And indeed this resulted in a a nice graph. But what were all those outliers. It turns out that a lot products were assigned to the category Rices, but weren.t for my purpose not Rices.
So how is the category Rices defined? No idea. Open Food Facts does not offer a definition of a category. There are no rules deciding when to assign a product to a certain category. And no quality checks to enforce those rules.
So I decided to clean up a bit (only the outliers), based on a definition I invented. The definition goes like this.
A product belongs to the category rices, if the ingredients are rices as well.
This implies that a lot of outliers could removed. They all had other ingredients, either rice meals for the microwave; mixes of cereals, lentils and rice; rices with aromas added; etc. Looking at the categories it seems that people base themselves on the ingredients to define a category.

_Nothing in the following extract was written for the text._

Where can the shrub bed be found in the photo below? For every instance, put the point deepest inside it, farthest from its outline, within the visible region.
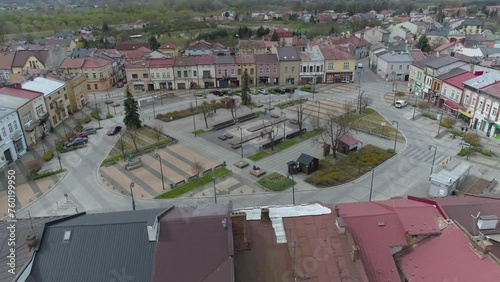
(345, 168)
(48, 155)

There were still some outliers left, but those were really rices. I like to know what Uncle Ben does to their rice, in order to become an outlier. Uncle Ben is also fan of prepared nutritional values.
I did not assess the structure under rices, but the same questions arises. What is the definition? Have the whole rices also whole rice as ingredient? Are white rices all the rices that are polished, covering all rice types? Etc.
And maybe there is a relation with the Nova groups as well. The category Rices is probably entirely Nova group 1, which excludes also other non-Nova group 1 ingredients.
So when graphing, check the outliers and repair before you publish.